Why is Urea test suggested?
Urea test might be required with a panel of tests or with creatinine. It is often suggested to,
- Monitor functioning of kidneys.
- To diagnose a kidney disorder.
- Monitor management of a kidney disease.
- Or as a part of routine tests.
How is Urea test performed?
Performance of urea test could be done by a practitioner or a lab attendant.
- Blood is taken from veins in the arm or in the back of hand.
- Blood is sent to lab for analysis.
- The sample is tested for urea nitrogen concentration milligrams per deciliter or millimoles per liter.
The results of urea test are obtained within a few days and doctor may elaborate them to you.
What are the parameters measured in urea test?
Urea test, as the name suggests, measures urea concentration in blood.
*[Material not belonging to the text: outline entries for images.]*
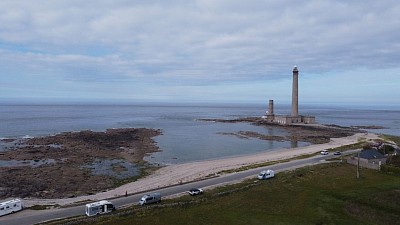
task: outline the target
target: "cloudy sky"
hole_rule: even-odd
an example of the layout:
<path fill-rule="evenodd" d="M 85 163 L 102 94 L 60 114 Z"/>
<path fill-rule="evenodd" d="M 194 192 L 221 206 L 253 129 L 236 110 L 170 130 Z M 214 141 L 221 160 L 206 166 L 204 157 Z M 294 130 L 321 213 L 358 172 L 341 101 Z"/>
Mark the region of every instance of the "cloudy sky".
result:
<path fill-rule="evenodd" d="M 398 0 L 1 0 L 0 100 L 400 104 Z"/>

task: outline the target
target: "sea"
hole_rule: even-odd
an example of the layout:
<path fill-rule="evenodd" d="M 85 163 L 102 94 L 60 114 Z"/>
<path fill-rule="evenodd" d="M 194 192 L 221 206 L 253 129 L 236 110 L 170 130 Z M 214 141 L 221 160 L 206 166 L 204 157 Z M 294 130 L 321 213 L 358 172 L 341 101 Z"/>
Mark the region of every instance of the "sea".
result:
<path fill-rule="evenodd" d="M 290 105 L 275 105 L 275 114 L 290 114 Z M 235 119 L 265 115 L 263 104 L 0 104 L 0 140 L 54 135 L 67 131 L 105 131 L 109 128 L 154 128 L 159 152 L 146 156 L 162 165 L 211 160 L 309 143 L 241 138 L 239 131 L 284 135 L 282 128 L 249 123 L 219 123 L 201 119 Z M 400 136 L 400 108 L 302 105 L 299 114 L 316 116 L 320 124 L 380 126 L 374 133 Z M 7 150 L 0 141 L 0 151 Z"/>

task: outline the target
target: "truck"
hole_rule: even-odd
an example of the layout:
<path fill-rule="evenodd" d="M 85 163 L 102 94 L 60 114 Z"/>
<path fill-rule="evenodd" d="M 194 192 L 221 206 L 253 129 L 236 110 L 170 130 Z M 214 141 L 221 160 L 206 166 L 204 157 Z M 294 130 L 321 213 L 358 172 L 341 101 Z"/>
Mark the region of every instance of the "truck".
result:
<path fill-rule="evenodd" d="M 272 178 L 275 176 L 275 172 L 273 170 L 263 170 L 258 174 L 258 179 L 266 180 L 268 178 Z"/>
<path fill-rule="evenodd" d="M 139 200 L 140 205 L 151 204 L 161 201 L 161 194 L 160 193 L 151 193 L 143 195 L 142 198 Z"/>
<path fill-rule="evenodd" d="M 0 202 L 0 216 L 15 213 L 23 209 L 22 201 L 18 198 Z"/>
<path fill-rule="evenodd" d="M 95 216 L 99 214 L 109 213 L 115 210 L 115 206 L 107 201 L 101 200 L 98 202 L 93 202 L 86 204 L 85 213 L 87 216 Z"/>

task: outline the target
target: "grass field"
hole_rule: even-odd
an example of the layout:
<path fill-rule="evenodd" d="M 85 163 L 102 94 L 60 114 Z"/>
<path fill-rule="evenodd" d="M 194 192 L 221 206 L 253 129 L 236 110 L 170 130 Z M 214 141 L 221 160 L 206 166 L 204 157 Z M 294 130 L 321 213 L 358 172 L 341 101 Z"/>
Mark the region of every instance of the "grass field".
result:
<path fill-rule="evenodd" d="M 63 224 L 400 224 L 400 176 L 331 163 Z"/>

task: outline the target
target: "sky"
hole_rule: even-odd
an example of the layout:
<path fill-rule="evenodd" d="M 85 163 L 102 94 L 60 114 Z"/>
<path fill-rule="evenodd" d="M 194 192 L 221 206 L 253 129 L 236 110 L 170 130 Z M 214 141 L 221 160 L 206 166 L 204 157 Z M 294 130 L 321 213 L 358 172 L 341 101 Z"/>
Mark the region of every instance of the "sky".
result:
<path fill-rule="evenodd" d="M 1 0 L 0 101 L 400 104 L 398 0 Z"/>

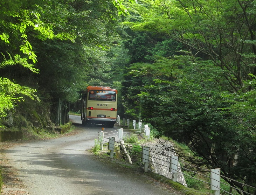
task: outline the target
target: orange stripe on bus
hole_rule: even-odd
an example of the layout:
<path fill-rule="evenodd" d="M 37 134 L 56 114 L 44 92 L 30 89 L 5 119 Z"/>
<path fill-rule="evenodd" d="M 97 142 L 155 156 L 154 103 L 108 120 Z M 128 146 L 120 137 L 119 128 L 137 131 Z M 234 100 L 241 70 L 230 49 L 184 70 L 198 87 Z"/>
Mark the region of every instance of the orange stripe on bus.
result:
<path fill-rule="evenodd" d="M 107 110 L 109 111 L 112 111 L 111 110 L 110 110 L 110 109 L 103 109 L 103 108 L 94 108 L 92 110 L 90 110 L 88 108 L 86 108 L 86 110 Z M 115 111 L 117 111 L 117 109 L 116 109 Z"/>

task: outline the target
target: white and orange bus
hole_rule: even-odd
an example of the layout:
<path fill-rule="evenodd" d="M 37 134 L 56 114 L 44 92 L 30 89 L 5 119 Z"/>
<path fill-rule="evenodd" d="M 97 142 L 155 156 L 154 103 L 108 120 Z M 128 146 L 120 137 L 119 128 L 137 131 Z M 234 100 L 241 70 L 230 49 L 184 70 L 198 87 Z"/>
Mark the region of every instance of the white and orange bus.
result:
<path fill-rule="evenodd" d="M 103 124 L 113 128 L 116 122 L 117 90 L 109 87 L 89 86 L 83 93 L 82 123 Z"/>

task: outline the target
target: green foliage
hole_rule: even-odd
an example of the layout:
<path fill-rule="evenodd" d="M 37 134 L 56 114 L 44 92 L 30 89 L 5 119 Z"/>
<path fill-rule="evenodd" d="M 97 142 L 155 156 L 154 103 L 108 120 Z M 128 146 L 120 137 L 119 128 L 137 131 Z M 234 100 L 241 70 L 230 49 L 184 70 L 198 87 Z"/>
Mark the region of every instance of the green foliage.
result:
<path fill-rule="evenodd" d="M 203 182 L 200 181 L 201 180 L 196 178 L 195 176 L 188 175 L 189 173 L 188 172 L 184 173 L 186 174 L 184 177 L 188 187 L 199 190 L 204 187 Z"/>
<path fill-rule="evenodd" d="M 94 155 L 98 155 L 100 151 L 101 146 L 100 142 L 97 139 L 95 139 L 94 140 L 94 146 L 92 148 L 91 150 Z"/>
<path fill-rule="evenodd" d="M 125 142 L 129 144 L 136 144 L 138 142 L 138 135 L 133 133 L 125 135 L 123 139 Z"/>

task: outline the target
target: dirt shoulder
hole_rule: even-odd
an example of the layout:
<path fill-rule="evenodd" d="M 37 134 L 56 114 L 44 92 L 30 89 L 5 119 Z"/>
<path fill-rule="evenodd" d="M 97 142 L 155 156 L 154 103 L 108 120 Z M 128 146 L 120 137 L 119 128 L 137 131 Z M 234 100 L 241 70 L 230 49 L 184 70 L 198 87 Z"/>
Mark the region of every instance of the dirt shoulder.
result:
<path fill-rule="evenodd" d="M 57 137 L 71 136 L 79 133 L 81 131 L 79 128 L 76 128 L 68 133 L 60 134 Z M 47 139 L 53 138 L 41 139 Z M 15 140 L 0 143 L 0 169 L 1 171 L 3 180 L 1 195 L 21 195 L 29 194 L 29 192 L 24 190 L 26 186 L 22 181 L 17 176 L 18 170 L 10 166 L 11 159 L 8 157 L 7 150 L 18 145 L 34 140 L 32 139 L 29 140 Z"/>

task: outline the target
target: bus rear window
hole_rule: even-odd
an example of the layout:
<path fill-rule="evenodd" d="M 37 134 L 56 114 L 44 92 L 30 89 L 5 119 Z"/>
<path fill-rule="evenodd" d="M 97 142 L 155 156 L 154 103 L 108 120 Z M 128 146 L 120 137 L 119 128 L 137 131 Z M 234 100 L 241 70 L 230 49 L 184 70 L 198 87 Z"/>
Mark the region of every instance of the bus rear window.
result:
<path fill-rule="evenodd" d="M 116 93 L 112 91 L 90 90 L 89 92 L 89 100 L 116 102 Z"/>

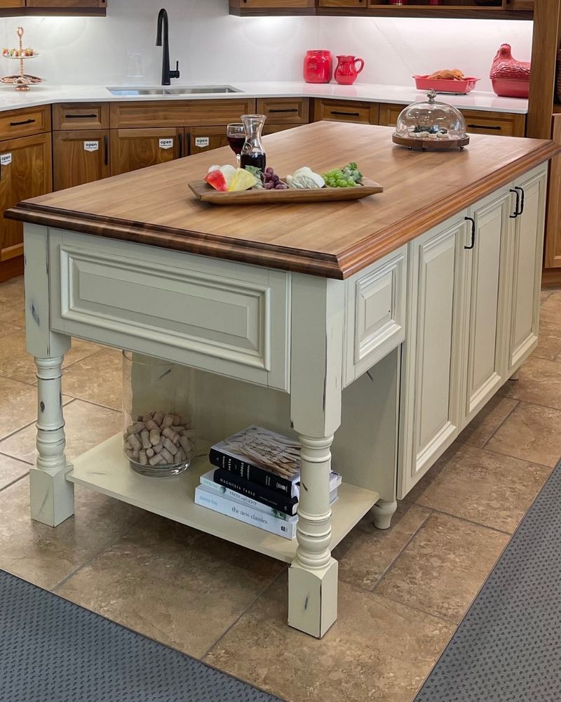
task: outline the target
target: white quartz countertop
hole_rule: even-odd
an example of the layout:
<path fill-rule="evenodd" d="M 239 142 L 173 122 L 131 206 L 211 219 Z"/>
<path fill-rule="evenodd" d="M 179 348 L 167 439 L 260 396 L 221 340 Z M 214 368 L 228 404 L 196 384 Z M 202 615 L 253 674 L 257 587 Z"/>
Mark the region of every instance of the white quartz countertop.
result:
<path fill-rule="evenodd" d="M 101 102 L 128 100 L 223 100 L 238 97 L 250 98 L 334 98 L 337 100 L 358 100 L 374 102 L 409 104 L 424 100 L 426 91 L 417 91 L 413 86 L 391 86 L 379 84 L 356 83 L 353 86 L 339 86 L 337 83 L 313 84 L 304 81 L 274 81 L 246 83 L 232 81 L 227 85 L 238 88 L 241 93 L 205 93 L 198 95 L 114 95 L 106 86 L 101 85 L 49 85 L 48 82 L 33 86 L 27 92 L 18 93 L 12 86 L 0 87 L 0 110 L 36 107 L 51 102 Z M 187 84 L 182 84 L 187 86 Z M 180 88 L 181 83 L 174 81 L 172 88 Z M 110 88 L 157 88 L 159 86 L 111 85 Z M 467 95 L 441 93 L 438 100 L 464 110 L 482 110 L 489 112 L 516 112 L 525 114 L 528 101 L 516 98 L 499 98 L 494 93 L 473 91 Z"/>

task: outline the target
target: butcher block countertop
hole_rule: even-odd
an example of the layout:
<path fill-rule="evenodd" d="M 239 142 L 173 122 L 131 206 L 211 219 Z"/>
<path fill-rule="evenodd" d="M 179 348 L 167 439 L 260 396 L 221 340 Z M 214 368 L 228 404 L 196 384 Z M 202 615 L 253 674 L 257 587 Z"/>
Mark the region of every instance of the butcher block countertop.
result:
<path fill-rule="evenodd" d="M 280 176 L 356 161 L 384 192 L 351 202 L 219 206 L 187 187 L 224 149 L 43 195 L 6 216 L 111 239 L 344 279 L 550 159 L 552 141 L 472 135 L 463 152 L 414 152 L 393 129 L 316 122 L 265 137 Z"/>

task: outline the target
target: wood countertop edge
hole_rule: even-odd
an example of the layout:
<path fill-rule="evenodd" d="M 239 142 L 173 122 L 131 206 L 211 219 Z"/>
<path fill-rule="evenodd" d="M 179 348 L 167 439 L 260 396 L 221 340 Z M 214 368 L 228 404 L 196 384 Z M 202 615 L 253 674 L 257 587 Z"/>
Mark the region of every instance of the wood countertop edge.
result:
<path fill-rule="evenodd" d="M 90 234 L 234 260 L 238 263 L 280 268 L 325 278 L 343 279 L 337 257 L 331 254 L 299 251 L 201 232 L 177 230 L 155 225 L 140 226 L 128 220 L 107 218 L 100 215 L 73 212 L 24 201 L 4 213 L 8 219 L 41 225 L 81 234 Z M 217 255 L 217 252 L 219 255 Z"/>
<path fill-rule="evenodd" d="M 544 141 L 491 176 L 451 192 L 430 207 L 417 210 L 337 253 L 321 253 L 158 225 L 139 224 L 133 220 L 50 207 L 29 201 L 20 202 L 8 210 L 5 216 L 107 239 L 344 279 L 559 153 L 561 146 L 553 141 Z"/>
<path fill-rule="evenodd" d="M 365 237 L 360 243 L 339 256 L 343 278 L 354 275 L 366 266 L 383 258 L 416 237 L 506 185 L 517 176 L 532 170 L 560 153 L 561 145 L 553 141 L 546 141 L 535 151 L 512 161 L 492 176 L 443 197 L 430 209 L 412 213 L 379 232 L 375 238 Z"/>

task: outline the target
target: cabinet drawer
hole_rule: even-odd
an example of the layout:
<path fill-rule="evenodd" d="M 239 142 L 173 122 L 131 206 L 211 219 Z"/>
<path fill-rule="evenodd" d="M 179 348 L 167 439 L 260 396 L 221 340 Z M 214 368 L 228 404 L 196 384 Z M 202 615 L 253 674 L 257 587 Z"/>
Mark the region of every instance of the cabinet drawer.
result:
<path fill-rule="evenodd" d="M 316 100 L 313 107 L 313 121 L 317 122 L 320 119 L 377 124 L 378 104 L 355 100 Z"/>
<path fill-rule="evenodd" d="M 27 107 L 0 112 L 0 139 L 50 131 L 50 107 Z"/>
<path fill-rule="evenodd" d="M 309 121 L 310 101 L 307 98 L 267 98 L 257 100 L 258 114 L 264 114 L 276 124 L 306 124 Z"/>
<path fill-rule="evenodd" d="M 345 385 L 405 338 L 407 246 L 349 278 L 346 286 Z"/>
<path fill-rule="evenodd" d="M 53 128 L 107 129 L 109 126 L 108 102 L 61 102 L 53 105 Z"/>
<path fill-rule="evenodd" d="M 52 328 L 286 390 L 290 274 L 51 230 Z"/>
<path fill-rule="evenodd" d="M 524 136 L 526 117 L 513 112 L 486 112 L 462 110 L 466 130 L 472 134 L 498 134 L 501 136 Z"/>
<path fill-rule="evenodd" d="M 238 122 L 241 114 L 255 112 L 253 98 L 111 102 L 111 126 L 180 127 Z"/>

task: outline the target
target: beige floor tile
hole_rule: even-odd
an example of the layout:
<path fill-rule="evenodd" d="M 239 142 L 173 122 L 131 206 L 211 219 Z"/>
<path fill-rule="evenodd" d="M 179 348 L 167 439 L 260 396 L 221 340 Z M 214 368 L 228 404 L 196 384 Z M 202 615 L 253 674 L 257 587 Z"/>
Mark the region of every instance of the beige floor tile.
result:
<path fill-rule="evenodd" d="M 553 468 L 561 456 L 561 411 L 520 402 L 485 449 Z"/>
<path fill-rule="evenodd" d="M 36 388 L 0 377 L 0 439 L 34 422 L 36 418 Z"/>
<path fill-rule="evenodd" d="M 62 375 L 62 390 L 72 397 L 121 410 L 121 353 L 104 348 L 73 365 Z"/>
<path fill-rule="evenodd" d="M 417 503 L 509 533 L 551 472 L 543 465 L 471 446 L 459 447 L 444 463 Z"/>
<path fill-rule="evenodd" d="M 69 461 L 89 451 L 123 428 L 121 414 L 114 409 L 74 400 L 65 407 L 66 456 Z M 0 451 L 35 463 L 35 425 L 32 424 L 0 442 Z"/>
<path fill-rule="evenodd" d="M 561 324 L 561 291 L 553 291 L 542 303 L 539 318 L 540 323 L 548 322 L 552 324 Z"/>
<path fill-rule="evenodd" d="M 433 514 L 374 592 L 457 623 L 508 538 L 479 524 Z"/>
<path fill-rule="evenodd" d="M 32 521 L 29 480 L 0 491 L 0 568 L 50 589 L 130 529 L 143 512 L 76 488 L 76 516 L 56 529 Z"/>
<path fill-rule="evenodd" d="M 561 371 L 561 368 L 560 368 Z M 470 423 L 458 437 L 462 444 L 479 446 L 485 443 L 494 434 L 516 406 L 518 401 L 501 395 L 492 397 L 483 409 L 475 415 Z"/>
<path fill-rule="evenodd" d="M 147 514 L 58 592 L 200 657 L 283 567 L 279 561 Z"/>
<path fill-rule="evenodd" d="M 278 578 L 204 660 L 290 702 L 410 702 L 454 626 L 342 583 L 318 640 L 286 624 Z"/>
<path fill-rule="evenodd" d="M 29 471 L 29 463 L 16 461 L 10 456 L 0 453 L 0 490 L 13 483 L 14 480 L 23 477 Z"/>
<path fill-rule="evenodd" d="M 427 510 L 400 502 L 389 529 L 381 531 L 363 519 L 334 549 L 339 578 L 371 590 L 429 515 Z"/>
<path fill-rule="evenodd" d="M 520 367 L 518 380 L 509 380 L 503 388 L 506 397 L 561 409 L 561 366 L 531 356 Z"/>
<path fill-rule="evenodd" d="M 100 347 L 88 341 L 72 339 L 72 347 L 65 356 L 63 368 L 95 353 Z M 36 381 L 35 362 L 25 348 L 25 331 L 18 329 L 0 343 L 0 376 L 22 383 Z"/>
<path fill-rule="evenodd" d="M 561 354 L 561 320 L 559 324 L 552 324 L 549 322 L 540 322 L 539 341 L 532 356 L 547 358 L 553 361 Z M 557 359 L 561 361 L 561 359 Z"/>

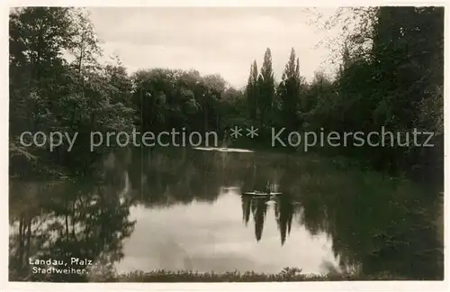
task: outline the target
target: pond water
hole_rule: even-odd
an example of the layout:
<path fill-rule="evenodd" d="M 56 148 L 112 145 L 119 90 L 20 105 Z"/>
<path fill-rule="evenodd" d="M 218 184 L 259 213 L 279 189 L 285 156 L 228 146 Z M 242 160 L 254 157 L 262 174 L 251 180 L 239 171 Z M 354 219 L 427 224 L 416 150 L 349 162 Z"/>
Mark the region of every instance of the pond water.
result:
<path fill-rule="evenodd" d="M 431 195 L 342 160 L 129 149 L 95 169 L 76 179 L 11 181 L 10 278 L 31 274 L 30 258 L 68 257 L 118 272 L 292 267 L 443 277 L 442 242 L 428 215 Z M 281 195 L 242 195 L 254 190 Z"/>

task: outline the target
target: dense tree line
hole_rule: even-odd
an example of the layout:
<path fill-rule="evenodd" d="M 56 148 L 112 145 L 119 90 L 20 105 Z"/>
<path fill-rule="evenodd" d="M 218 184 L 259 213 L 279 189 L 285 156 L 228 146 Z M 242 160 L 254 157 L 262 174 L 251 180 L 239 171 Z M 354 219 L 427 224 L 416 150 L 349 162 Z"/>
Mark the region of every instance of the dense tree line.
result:
<path fill-rule="evenodd" d="M 350 142 L 327 151 L 366 159 L 378 169 L 421 180 L 442 181 L 444 9 L 380 7 L 352 13 L 360 23 L 346 36 L 334 78 L 318 72 L 306 83 L 293 49 L 276 87 L 268 72 L 269 49 L 259 75 L 256 62 L 252 64 L 247 86 L 250 117 L 262 125 L 317 133 L 380 132 L 384 127 L 393 133 L 384 137 L 384 147 Z M 428 141 L 434 147 L 414 147 L 412 134 L 406 132 L 415 130 L 434 132 Z"/>
<path fill-rule="evenodd" d="M 444 9 L 355 12 L 362 21 L 346 36 L 335 78 L 319 72 L 307 83 L 292 49 L 281 80 L 275 80 L 267 49 L 260 70 L 253 61 L 246 88 L 238 90 L 220 75 L 195 70 L 152 68 L 129 76 L 118 59 L 101 64 L 99 40 L 85 11 L 14 10 L 10 14 L 12 172 L 23 174 L 32 165 L 85 171 L 107 151 L 87 151 L 89 132 L 96 131 L 224 132 L 233 125 L 255 125 L 261 141 L 277 126 L 364 132 L 384 126 L 400 132 L 434 132 L 435 147 L 396 147 L 390 141 L 393 147 L 328 151 L 367 159 L 382 169 L 442 179 Z M 22 147 L 18 139 L 24 131 L 78 132 L 78 137 L 70 152 L 68 145 L 50 152 L 49 141 Z"/>

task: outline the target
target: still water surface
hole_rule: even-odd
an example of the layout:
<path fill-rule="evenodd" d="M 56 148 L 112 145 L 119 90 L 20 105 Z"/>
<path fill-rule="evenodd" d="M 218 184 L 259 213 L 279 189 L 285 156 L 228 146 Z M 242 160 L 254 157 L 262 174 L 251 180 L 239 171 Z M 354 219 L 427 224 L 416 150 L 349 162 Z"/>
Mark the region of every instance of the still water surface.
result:
<path fill-rule="evenodd" d="M 68 256 L 118 272 L 442 277 L 432 204 L 409 181 L 311 155 L 186 149 L 120 150 L 95 169 L 11 182 L 10 278 L 30 257 Z M 282 195 L 242 196 L 267 187 Z"/>

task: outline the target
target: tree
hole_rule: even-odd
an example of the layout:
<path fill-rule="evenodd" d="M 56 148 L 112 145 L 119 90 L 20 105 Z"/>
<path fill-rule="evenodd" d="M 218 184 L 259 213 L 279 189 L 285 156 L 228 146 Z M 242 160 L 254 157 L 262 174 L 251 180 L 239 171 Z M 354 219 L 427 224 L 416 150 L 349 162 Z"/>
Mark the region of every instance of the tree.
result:
<path fill-rule="evenodd" d="M 261 67 L 261 81 L 258 85 L 259 98 L 258 108 L 260 113 L 260 124 L 266 123 L 267 116 L 273 114 L 274 81 L 272 70 L 272 54 L 267 48 L 264 55 L 263 67 Z"/>

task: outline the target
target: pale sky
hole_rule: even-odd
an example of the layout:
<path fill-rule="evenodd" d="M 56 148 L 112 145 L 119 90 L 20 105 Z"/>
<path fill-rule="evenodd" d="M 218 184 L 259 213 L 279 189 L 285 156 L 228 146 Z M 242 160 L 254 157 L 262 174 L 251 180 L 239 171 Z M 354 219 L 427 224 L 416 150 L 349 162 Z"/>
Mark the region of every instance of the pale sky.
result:
<path fill-rule="evenodd" d="M 300 59 L 301 74 L 310 80 L 331 50 L 317 44 L 336 36 L 310 23 L 314 14 L 302 7 L 98 7 L 91 20 L 104 41 L 105 55 L 118 55 L 129 72 L 140 68 L 195 68 L 219 73 L 232 86 L 246 85 L 250 64 L 261 68 L 272 50 L 275 79 L 281 78 L 291 48 Z M 317 8 L 331 14 L 334 8 Z"/>

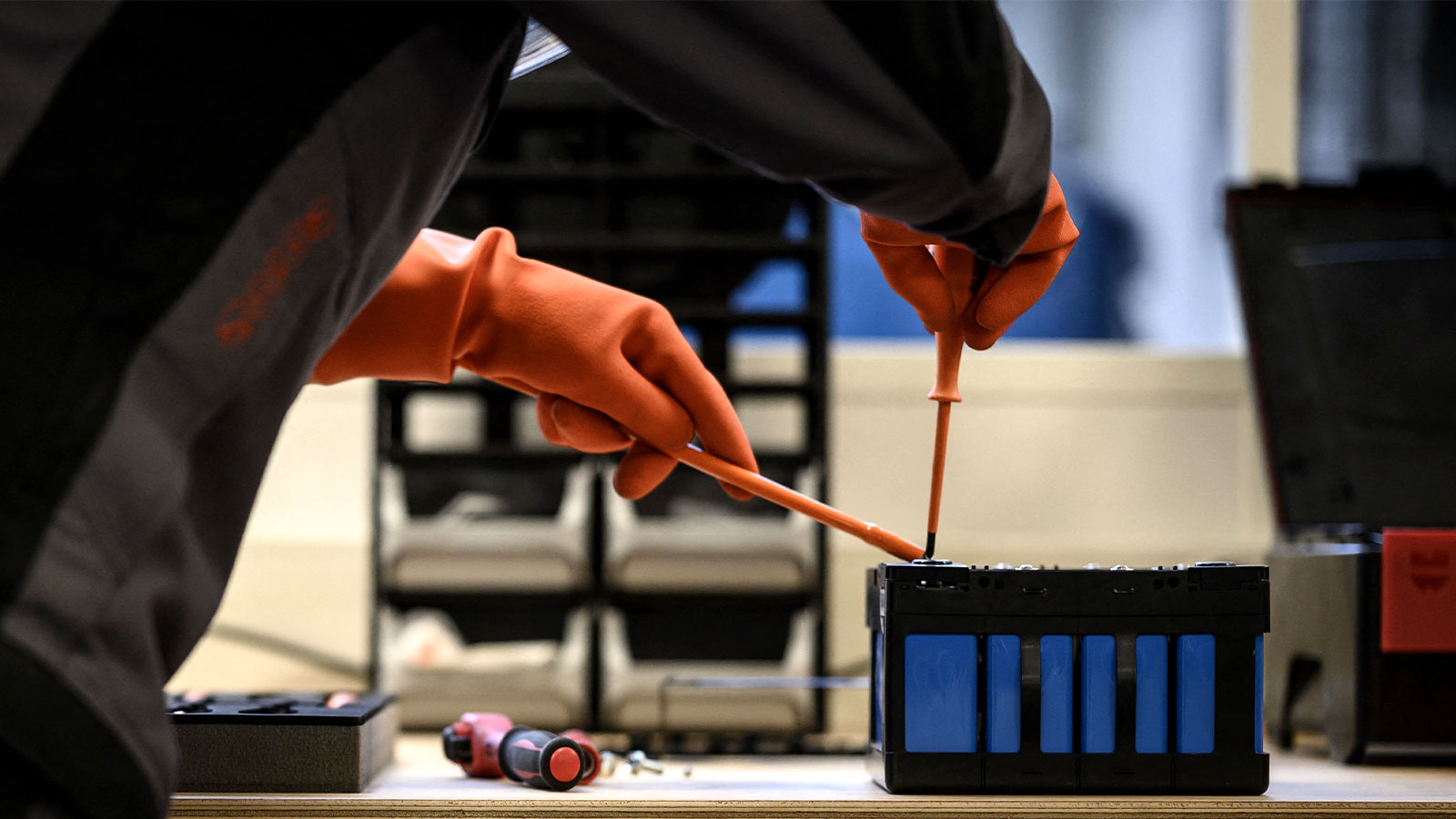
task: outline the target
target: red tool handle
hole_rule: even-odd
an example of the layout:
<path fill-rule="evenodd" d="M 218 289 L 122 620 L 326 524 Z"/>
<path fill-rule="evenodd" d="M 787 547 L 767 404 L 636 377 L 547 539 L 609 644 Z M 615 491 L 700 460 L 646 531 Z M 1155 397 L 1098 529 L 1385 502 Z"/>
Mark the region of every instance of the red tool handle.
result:
<path fill-rule="evenodd" d="M 501 740 L 501 769 L 543 790 L 571 790 L 587 772 L 581 746 L 565 736 L 517 726 Z"/>
<path fill-rule="evenodd" d="M 505 714 L 469 711 L 443 732 L 446 759 L 456 762 L 470 777 L 498 780 L 501 740 L 511 730 Z"/>
<path fill-rule="evenodd" d="M 569 729 L 561 732 L 561 736 L 575 742 L 581 748 L 581 759 L 587 765 L 587 769 L 581 772 L 581 781 L 578 785 L 590 785 L 591 780 L 597 778 L 601 772 L 601 752 L 597 751 L 597 743 L 591 740 L 591 736 L 578 729 Z"/>

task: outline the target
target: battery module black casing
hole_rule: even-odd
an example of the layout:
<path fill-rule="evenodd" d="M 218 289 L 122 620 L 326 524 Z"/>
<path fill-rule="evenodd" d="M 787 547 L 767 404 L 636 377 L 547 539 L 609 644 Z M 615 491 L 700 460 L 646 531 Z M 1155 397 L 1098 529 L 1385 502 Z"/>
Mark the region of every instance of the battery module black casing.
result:
<path fill-rule="evenodd" d="M 868 571 L 891 793 L 1259 794 L 1268 567 Z"/>

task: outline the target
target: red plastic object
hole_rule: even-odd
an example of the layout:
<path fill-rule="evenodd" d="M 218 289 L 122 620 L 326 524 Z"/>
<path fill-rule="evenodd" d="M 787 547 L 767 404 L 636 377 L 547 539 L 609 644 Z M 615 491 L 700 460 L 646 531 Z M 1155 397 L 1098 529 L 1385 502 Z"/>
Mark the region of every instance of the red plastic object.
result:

Preparation before performing urea test
No specific preparation is to be done by a patient going for urea test. The patient may,
- inform the doctor of any kidney-related or other symptoms if noticed.
- relax and avoid anxiety
- eat and drink normally.
Post-care after urea test
There aren’t any particular post-care measures required for urea test. Measures required after a blood-test may be undertaken.
- Do not strain the arm.
- Drink plentifully and eat well after urea test.
- Leave the dressing at its place for 30-60 minutes.
Sample types in Urea
The sample in urea test is taken from a vein in the arm.